The court's decision "seems to wipe out the distinction between educational and non-educational services so that we are responsible for everything, even if it is just manipulating a child's leg muscles," said Gwendolyn Gregory, an attorney for the school boards group.

However, advocates for retarded children said the decision merely upholds the understood policy in most school systems.

"When Congress passed the law, it said 'all' children, and it meant 'all.' The Supreme Court has just reaffirmed that," said Joseph Ballard, government relations director for the Council for Exceptional Children.

School officials in California say Monday's decision is in line with existing policy.

"We have had a zero-reject policy for a long time," said Joyce Eckrem, staff counsel for the state Department of Education. "Some school districts have contested that policy in hearings, but they've lost."

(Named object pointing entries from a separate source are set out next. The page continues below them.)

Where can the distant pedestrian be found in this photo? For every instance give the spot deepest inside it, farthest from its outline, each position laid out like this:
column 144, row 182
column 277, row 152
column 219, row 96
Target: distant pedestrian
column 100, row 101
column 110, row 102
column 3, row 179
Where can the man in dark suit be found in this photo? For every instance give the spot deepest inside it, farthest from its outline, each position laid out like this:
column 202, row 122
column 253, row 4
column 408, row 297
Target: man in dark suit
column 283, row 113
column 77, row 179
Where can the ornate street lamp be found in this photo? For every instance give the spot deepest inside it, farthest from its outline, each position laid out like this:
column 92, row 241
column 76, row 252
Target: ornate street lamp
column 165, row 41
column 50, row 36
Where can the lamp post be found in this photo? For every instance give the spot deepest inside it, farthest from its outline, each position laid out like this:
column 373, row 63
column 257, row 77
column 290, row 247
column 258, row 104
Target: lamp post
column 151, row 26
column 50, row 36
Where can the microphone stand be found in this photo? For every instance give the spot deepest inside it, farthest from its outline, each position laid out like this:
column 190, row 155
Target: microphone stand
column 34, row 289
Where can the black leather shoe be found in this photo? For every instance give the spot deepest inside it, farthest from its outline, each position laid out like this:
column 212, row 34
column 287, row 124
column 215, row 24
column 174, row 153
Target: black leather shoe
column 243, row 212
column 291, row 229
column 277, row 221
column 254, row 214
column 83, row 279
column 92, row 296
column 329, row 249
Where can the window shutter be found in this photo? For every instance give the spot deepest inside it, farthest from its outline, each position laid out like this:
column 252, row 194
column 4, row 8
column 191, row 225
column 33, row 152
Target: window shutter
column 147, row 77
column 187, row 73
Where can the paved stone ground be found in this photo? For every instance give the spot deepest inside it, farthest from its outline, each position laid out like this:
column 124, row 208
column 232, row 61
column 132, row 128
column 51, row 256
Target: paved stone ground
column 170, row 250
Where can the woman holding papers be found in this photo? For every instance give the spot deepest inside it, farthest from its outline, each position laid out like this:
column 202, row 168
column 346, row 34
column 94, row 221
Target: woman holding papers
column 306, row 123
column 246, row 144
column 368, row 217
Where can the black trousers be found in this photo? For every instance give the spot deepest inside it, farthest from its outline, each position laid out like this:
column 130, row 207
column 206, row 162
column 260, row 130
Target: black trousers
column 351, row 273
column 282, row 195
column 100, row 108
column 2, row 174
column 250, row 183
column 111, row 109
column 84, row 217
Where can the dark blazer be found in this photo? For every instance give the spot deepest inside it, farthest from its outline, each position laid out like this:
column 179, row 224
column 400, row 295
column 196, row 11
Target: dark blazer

In the Los Angeles school district, children who are profoundly retarded are generally placed in special developmental centers, said Phil Callison, assistant superintendent for special education.

"We have some kids who are for all intents and purposes comatose. But we still take them and provide some physical therapy and occupational therapy," he said.

The 1975 handicapped schooling law has irked some education officials because Congress pledged to fund improved school programs for retarded and disabled children, but has since reneged on the promise. Last year, education for handicapped children cost the nation's schools $16 billion, but the federal government paid only 6% of the cost.

To some education officials, the case of Timothy W. illustrated the need to put limits on school spending. From birth, the child was given medical care and physical therapy at a publicly funded development center in Rochester, N.H. His mother demanded, however, that the school system also provide educational services for her son.

After a two-day trial last year, U.S. District Judge Martin Loughlin ruled that the federal law did not require a school system to provide education to a child who lacks the capacity to learn. "Congress would not legislate futility" by requiring teachers to teach children who cannot learn, he said.

The U.S. 1st Circuit Court of Appeals disagreed. In May, the Boston-based court ruled that federal law requires educational aid for "all" handicapped children without exception.

The school district, joined by the two national education groups, the National League of Cities and the National Conference of State Legislatures, appealed. But without dissent, the high court dismissed the case. (Rochester School District vs. Timothy W., 89-515.)

In other actions, the court:

--Let stand a Colorado court ruling requiring a telephone company to include in its customer mailings a notice of a lawsuit against the company. The Mountain State Telephone Co., joined by a series of other firms, said this decision violated its free speech rights.

The Colorado Supreme Court ruled in July that the company could not be required to mail out an "ideological or political" message, but it could be forced to transmit a legal notice. (Mountain States Telephone vs. District Court, 89-531.)

--Let stand a Kansas ordinance requiring owners of "pit bulls" to keep the dogs indoors or muzzled. Lawyers for several dog owners in Overland Park, Kan., contended that the law was unconstitutionally vague. It defined the dogs in question as Staffordshire Bull Terriers, American Staffordshire Bull Terriers, American Pit Bull Terriers and others who have "the appearance and characteristics" of those breeds. (Hearn vs. Overland Park, 89-412.)

--Dismissed a suit against the Senate Judiciary Committee for its unanimous confirmation of Justice Anthony M. Kennedy. The suit by a Los Angeles man contended that the senators knowingly failed to investigate charges against Kennedy, but two lower courts ruled that senators are immune from being sued for their official decisions. (Lee vs. Biden, 89-591.)